Synergistic binding of konjac glucomannan to xanthan on mixing at room temperature

Mixtures of 0.5 wt% xanthan with 0.5 wt% konjac glucomannan (KGM) in water and in 30 mM KCl were prepared by mixing stock solutions of the individual polymers at 20 °C, and characterised rheologically by low-amplitude oscillatory measurements, and by creep–recovery experiments using applied stresses of 0.2, 0.4, 0.8, 1.6, 3.2, 6.4, 12.8, 25.6, 51.2 and 102.4 Pa. Both mixtures gave gel-like mechanical spectra, and showed typical elastic response to stresses in the range 0.2–12.8 Pa, with recoverable strain increasing in direct proportion to applied stress. Fracture and flow occurred at higher stress (25.6 Pa for the mixture prepared in water; 102.4 Pa for the network formed in 30 mM KCl). On heating from 20 to 95 °C, both mixtures showed a typical melting process, seen as a sigmoidal reduction in G′ and G″, with G′ dropping below G″, and an accompanying endothermic transition in DSC (differential scanning calorimetry). Rheological and thermal transitions were observed on cooling to 20 °C and reheating to 95 °C, over the same temperature-range as those observed on initial heating.
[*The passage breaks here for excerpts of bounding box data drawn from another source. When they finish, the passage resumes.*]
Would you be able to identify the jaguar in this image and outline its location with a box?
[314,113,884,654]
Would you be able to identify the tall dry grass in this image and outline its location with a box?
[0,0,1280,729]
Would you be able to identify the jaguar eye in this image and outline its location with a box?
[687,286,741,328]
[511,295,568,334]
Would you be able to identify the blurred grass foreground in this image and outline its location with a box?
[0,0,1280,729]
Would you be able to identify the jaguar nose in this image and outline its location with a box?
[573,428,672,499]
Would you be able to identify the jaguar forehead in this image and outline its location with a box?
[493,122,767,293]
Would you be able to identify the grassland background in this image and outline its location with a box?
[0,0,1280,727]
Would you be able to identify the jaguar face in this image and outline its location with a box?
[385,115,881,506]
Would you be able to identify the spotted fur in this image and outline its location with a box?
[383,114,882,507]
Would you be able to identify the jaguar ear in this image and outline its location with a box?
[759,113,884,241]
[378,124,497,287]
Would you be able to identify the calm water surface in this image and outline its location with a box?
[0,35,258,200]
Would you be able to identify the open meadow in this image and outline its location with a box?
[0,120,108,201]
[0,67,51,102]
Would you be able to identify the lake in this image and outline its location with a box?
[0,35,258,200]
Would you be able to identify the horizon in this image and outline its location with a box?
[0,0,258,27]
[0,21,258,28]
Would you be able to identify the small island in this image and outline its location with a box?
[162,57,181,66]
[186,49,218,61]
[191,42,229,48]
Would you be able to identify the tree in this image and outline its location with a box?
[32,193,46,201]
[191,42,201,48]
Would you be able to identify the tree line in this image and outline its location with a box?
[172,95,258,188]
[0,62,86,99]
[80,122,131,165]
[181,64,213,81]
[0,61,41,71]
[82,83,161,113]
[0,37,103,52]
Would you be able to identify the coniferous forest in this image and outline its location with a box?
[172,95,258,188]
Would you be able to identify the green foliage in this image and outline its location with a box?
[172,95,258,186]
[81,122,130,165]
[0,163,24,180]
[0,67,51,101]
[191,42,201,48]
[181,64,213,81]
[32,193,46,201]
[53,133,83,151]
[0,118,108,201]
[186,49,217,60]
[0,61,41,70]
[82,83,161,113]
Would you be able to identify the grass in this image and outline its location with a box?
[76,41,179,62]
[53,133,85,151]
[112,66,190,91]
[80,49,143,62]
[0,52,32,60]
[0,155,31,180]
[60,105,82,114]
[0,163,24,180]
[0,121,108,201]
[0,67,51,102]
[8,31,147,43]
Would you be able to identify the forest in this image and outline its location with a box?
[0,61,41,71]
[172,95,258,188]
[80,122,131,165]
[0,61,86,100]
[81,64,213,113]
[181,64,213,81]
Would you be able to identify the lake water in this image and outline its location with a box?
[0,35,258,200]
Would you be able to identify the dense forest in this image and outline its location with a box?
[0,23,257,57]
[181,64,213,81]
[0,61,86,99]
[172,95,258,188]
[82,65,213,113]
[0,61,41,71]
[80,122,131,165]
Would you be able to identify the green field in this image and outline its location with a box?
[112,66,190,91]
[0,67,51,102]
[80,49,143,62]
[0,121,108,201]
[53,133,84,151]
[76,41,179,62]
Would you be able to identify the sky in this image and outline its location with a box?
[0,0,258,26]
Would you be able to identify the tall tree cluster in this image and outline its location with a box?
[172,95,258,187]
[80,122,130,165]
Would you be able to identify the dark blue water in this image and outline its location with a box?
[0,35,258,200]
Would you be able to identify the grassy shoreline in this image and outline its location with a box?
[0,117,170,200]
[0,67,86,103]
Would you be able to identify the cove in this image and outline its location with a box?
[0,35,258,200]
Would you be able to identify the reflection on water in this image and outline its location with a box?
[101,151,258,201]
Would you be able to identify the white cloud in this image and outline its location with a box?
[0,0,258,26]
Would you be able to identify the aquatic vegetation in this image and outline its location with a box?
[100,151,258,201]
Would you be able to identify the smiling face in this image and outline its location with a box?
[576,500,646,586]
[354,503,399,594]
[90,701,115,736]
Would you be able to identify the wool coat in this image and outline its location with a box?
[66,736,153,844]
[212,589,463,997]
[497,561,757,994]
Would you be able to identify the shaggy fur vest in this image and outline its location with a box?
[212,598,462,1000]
As anticipated, the networks formed after heating and cooling were stronger and more cohesive than those obtained on initial mixing at 20 °C. The order–disorder transition of 0.5 wt% xanthan in water, as characterised by DSC, was centred at ∼50 °C, within the temperature-range of the gelling/melting transition of the xanthan–KGM mixtures prepared in water. Conformational ordering of xanthan in 30 mM KCl, however, was complete by ∼70, 50 °C above the mixing temperature of 20 °C used in preparation of the mixtures with KGM. The transition enthalpy (ΔH) of the DSC endotherm observed on initial heating of the mixture prepared in 30 mM KCl was virtually identical to the values obtained on cooling and re-heating (6.11 J/g xanthan, in comparison with −6.00 J/g on cooling and 6.14 J/g in the second heating scan), indicating the same nature and extent of intermolecular association in mixtures prepared at 20 °C as in those cooled from high temperature. We therefore conclude that mixing at low temperature inhibits formation of a cohesive gel by disruption of network structure during mixing, rather than by a requirement for the xanthan molecules to be disordered before association can occur, as has been proposed previously.